The more interesting problem is:
how do you convey this (teach it) to people?
I asked 4 random kids - 2 got it (using the 1/3 v. 2/3 or the 50/50 v 1/3 argument above) . two refused to believe me after explanation

Soome said: cast the change in information as like recharging in a game, then maybe they'd get it - so information increase is entropy decrease entropy is just negative heat. maybe there is something in this - could we devise a game whch illustrates this idea generally?

derek says: why not do the 100 (or million) door version and in 2nd go, host opens 999,998 doors...

4 comments:

Richard G. Clegg said...

Ah, the famous Monty Hall problem -- but if Marilyn vos Savant cannot successfully explain it to PhD students and professors do you really have a chance of explaining it well to children?

Actually, despite being familiar with the problem, I was quite confused by your explanation.
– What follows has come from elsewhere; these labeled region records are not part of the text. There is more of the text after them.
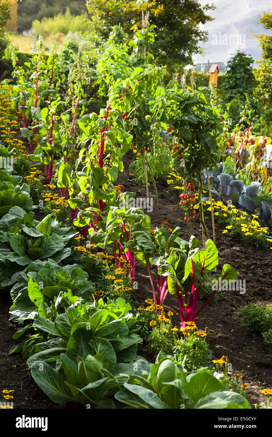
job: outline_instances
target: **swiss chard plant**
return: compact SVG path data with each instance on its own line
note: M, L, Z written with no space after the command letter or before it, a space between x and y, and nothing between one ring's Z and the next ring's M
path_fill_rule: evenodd
M41 109L47 106L50 101L56 100L57 87L61 80L56 51L52 50L47 57L41 40L39 41L38 49L38 54L33 55L31 61L25 63L33 72L29 77L24 68L19 66L13 48L10 46L6 51L6 56L13 61L14 69L13 75L17 81L17 84L13 88L12 107L18 115L22 136L27 139L32 151L35 150L39 141L37 128L39 127L41 120Z
M146 90L156 86L162 74L159 68L136 69L130 77L112 86L106 108L78 121L81 150L76 170L63 160L58 186L69 193L71 208L78 212L74 223L83 228L84 235L88 229L99 229L109 207L115 205L113 183L122 171L122 157L133 139L127 131L130 113L133 114L144 100Z

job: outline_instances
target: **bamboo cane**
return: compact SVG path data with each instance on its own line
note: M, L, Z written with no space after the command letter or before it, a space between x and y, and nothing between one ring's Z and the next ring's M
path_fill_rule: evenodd
M146 180L146 199L148 199L149 197L148 194L148 181L147 180L147 172L146 171L146 156L144 153L144 147L143 147L143 170L144 170L144 177Z
M152 170L152 167L150 165L150 163L148 160L146 160L146 163L148 166L148 168L149 169L149 171L151 173L151 178L152 179L152 184L153 184L153 187L154 187L154 190L155 191L155 203L156 205L158 204L158 190L157 190L157 185L156 184L156 182L155 179L154 179L154 173L153 173L153 170Z

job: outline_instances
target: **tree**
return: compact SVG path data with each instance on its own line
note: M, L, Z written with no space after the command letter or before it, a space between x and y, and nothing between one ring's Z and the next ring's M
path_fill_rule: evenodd
M196 0L94 0L87 4L91 14L91 35L97 44L106 39L112 27L120 23L130 38L141 28L142 9L150 11L149 21L155 24L155 42L151 49L154 62L175 65L192 62L192 55L200 51L198 43L206 34L199 28L212 19L207 15L214 9L201 6Z
M234 97L244 100L246 94L252 92L257 85L251 67L254 62L251 56L237 50L228 62L222 84L227 102Z
M22 0L18 4L18 31L31 28L32 21L64 14L68 7L71 15L80 15L86 10L86 0Z
M0 58L8 44L6 33L7 22L10 18L10 7L17 0L0 0Z

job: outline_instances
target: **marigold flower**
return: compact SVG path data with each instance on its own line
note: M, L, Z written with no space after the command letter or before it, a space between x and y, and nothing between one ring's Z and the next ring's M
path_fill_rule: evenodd
M149 324L150 325L150 326L155 326L156 325L157 325L158 324L157 323L156 320L151 320Z

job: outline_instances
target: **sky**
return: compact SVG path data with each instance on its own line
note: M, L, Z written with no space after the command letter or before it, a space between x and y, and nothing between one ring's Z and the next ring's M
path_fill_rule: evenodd
M198 1L204 5L209 0ZM208 41L200 44L206 53L204 56L195 55L194 63L209 61L210 65L223 62L226 65L238 49L250 55L255 61L261 59L262 49L252 34L271 33L258 24L255 16L272 7L272 0L213 0L209 3L216 7L214 10L208 12L215 19L202 25L202 28L209 33ZM257 65L255 62L254 67Z

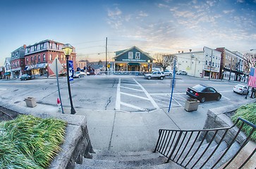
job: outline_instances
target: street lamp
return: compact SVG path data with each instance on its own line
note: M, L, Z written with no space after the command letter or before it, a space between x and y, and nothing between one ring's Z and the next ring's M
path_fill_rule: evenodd
M68 64L68 57L71 54L73 47L70 44L64 44L62 48L62 50L64 52L66 56L66 64L67 68L67 81L68 81L68 94L69 94L69 100L71 101L71 114L75 114L75 111L74 107L73 106L73 101L72 101L72 96L71 96L71 84L69 82L69 64Z
M147 70L150 73L150 60L147 61Z

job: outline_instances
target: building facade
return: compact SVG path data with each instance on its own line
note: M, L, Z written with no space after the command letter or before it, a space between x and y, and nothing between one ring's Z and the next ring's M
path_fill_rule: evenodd
M221 52L220 76L223 79L240 81L243 73L243 59L242 54L233 52L224 47L217 48Z
M55 58L58 58L62 64L60 73L66 73L66 56L62 50L63 45L63 43L47 39L26 46L25 52L25 72L35 75L54 75L49 66ZM73 61L75 70L76 69L75 58L75 49L73 48L68 60Z
M11 73L13 78L19 78L24 74L25 45L19 47L11 53Z
M210 79L220 78L221 52L204 46L204 64L202 77L209 76Z
M6 58L4 62L4 77L6 79L13 78L11 71L11 58Z
M114 73L143 73L152 70L154 58L137 46L116 51L114 57Z
M176 72L184 70L194 77L219 78L221 52L205 46L202 51L190 50L173 55L177 56Z

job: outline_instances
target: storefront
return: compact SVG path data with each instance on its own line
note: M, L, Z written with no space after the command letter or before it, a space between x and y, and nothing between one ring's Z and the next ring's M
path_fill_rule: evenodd
M152 70L154 60L136 46L116 52L114 72L118 74L144 73Z

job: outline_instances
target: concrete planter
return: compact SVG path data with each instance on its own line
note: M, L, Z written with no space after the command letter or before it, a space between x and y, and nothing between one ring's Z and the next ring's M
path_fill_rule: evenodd
M35 107L37 106L37 102L35 101L35 97L25 98L25 101L26 102L28 107Z
M184 109L186 111L193 111L197 110L200 101L197 99L188 99L185 102Z

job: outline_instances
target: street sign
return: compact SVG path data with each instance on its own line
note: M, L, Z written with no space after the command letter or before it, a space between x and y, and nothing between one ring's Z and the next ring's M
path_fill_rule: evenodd
M56 72L56 68L58 72ZM59 71L61 70L61 63L59 61L57 58L55 58L54 61L53 61L52 63L49 65L49 68L51 68L51 71L57 76L59 75Z
M72 81L74 79L73 75L74 75L74 67L73 65L73 61L68 61L68 70L69 70L69 81Z

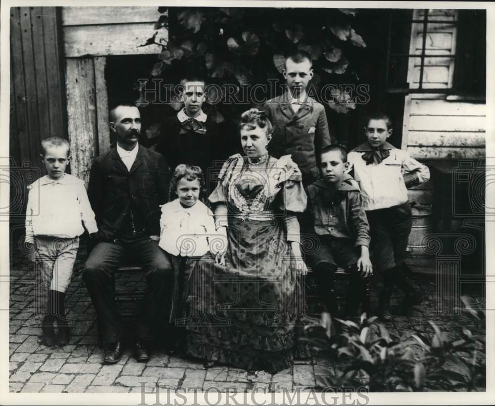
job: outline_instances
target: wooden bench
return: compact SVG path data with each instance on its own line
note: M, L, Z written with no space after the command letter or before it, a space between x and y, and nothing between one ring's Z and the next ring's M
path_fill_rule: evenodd
M140 300L144 296L144 293L136 289L136 287L133 287L132 289L125 291L118 291L116 289L116 278L117 274L122 275L129 275L135 274L136 273L143 273L145 271L141 266L137 264L129 263L126 264L122 266L119 266L115 270L113 275L113 292L115 294L115 302L117 305L120 304L128 303L134 302ZM136 282L137 284L138 282ZM132 313L128 311L123 312L122 315L129 316L132 315Z
M311 303L311 304L317 304L318 301L320 299L319 294L318 292L318 287L314 280L313 270L310 267L307 267L308 275L306 277L306 295L307 302L308 305ZM119 266L113 274L113 289L115 293L115 301L117 304L133 302L139 300L143 298L144 296L144 292L142 291L136 289L134 287L132 290L125 291L119 291L116 289L116 274L120 274L123 275L135 274L136 273L143 273L144 270L141 266L136 264L126 264L122 266ZM349 273L346 269L343 268L339 268L335 272L336 278L348 278ZM308 280L309 279L309 281ZM309 283L308 283L309 282ZM368 281L366 284L366 290L365 297L363 299L362 308L363 311L366 311L369 315L370 311L370 302L371 296L371 284ZM345 300L345 298L338 297L339 300ZM318 315L317 313L313 313L315 315ZM122 313L123 316L130 316L132 313L130 312Z

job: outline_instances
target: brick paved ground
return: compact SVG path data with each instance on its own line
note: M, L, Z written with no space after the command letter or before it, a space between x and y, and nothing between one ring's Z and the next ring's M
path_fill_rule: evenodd
M146 382L147 391L152 390L159 380L162 386L183 388L221 389L234 387L246 390L260 387L271 391L308 387L318 383L318 375L328 366L324 358L297 362L294 366L272 375L263 371L248 372L235 368L222 367L208 370L202 364L178 356L170 357L163 352L155 352L147 363L139 363L127 351L118 364L103 365L103 350L97 344L95 310L80 275L86 253L80 249L74 275L67 293L66 303L69 318L73 321L72 338L63 348L48 348L41 343L41 316L34 306L35 279L34 271L25 258L15 249L11 258L9 387L15 392L133 392L141 391ZM411 261L411 263L414 261ZM434 262L430 263L434 266ZM434 269L429 270L430 273ZM132 290L140 286L141 277L121 282L120 290ZM425 275L414 278L421 287L425 301L410 318L397 316L387 327L398 335L411 332L424 332L424 323L434 319L448 323L454 319L436 316L438 297L435 279ZM373 289L379 291L379 286ZM376 306L376 293L372 306ZM393 300L393 304L396 301ZM314 312L317 307L311 307ZM444 327L449 336L452 327ZM481 355L482 356L482 355Z

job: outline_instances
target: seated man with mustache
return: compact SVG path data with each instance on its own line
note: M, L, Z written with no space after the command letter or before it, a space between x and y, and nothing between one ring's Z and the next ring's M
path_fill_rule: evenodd
M96 310L99 338L106 347L104 362L122 357L122 323L115 304L112 276L129 258L146 270L147 284L138 316L134 352L149 358L152 330L165 319L165 299L172 286L170 263L158 247L160 204L167 203L170 169L165 158L140 145L141 118L133 104L110 111L116 145L95 158L88 195L99 230L83 273Z

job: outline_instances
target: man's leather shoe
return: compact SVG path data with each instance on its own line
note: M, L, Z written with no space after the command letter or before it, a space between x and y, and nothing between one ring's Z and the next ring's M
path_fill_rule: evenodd
M146 362L149 359L149 352L148 346L141 340L134 345L134 357L138 362Z
M117 341L113 344L110 344L105 350L103 361L107 364L116 363L122 357L123 353L122 343Z

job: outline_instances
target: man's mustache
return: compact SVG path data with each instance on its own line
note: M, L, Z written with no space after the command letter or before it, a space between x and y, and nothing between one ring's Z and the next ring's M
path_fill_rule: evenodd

The 50/50 is surely misleading -- no probability of 1/2 shows up anywhere in the calculations (although many people think it does). If the car is behind the door you picked (1/3 chance) you lose by switching. If the car is not (2/3 chance), you win by switching.

Richard

jon crowcroft said...

so the 50/50 is the chance if you had not had any prior goes, when what is left in front of you is 2 doors and 1 prize. the point is that you got here
first with no information, and were then given more info...yes its confusing:)

by the way, the trick of chaning the problem to 100 (or 1Million) doors
did not work to help the two kids who didn't get it, understand it any better:)

jon crowcroft said...

...more specifically (about kids learning)
the hope was
a) they had fewer preconceptions
b) the way they misunderstood it (viz 50/50 explanation) might reveal a better choice of learning strategy

so far, no joy:)

Richard G. Clegg said...

Ah, thanks. I understand the origin of your 50/50 now. To my shame, I got the answer wrong the first time I came across the question (although I was asked a few pints into the evening so I have something of an excuse).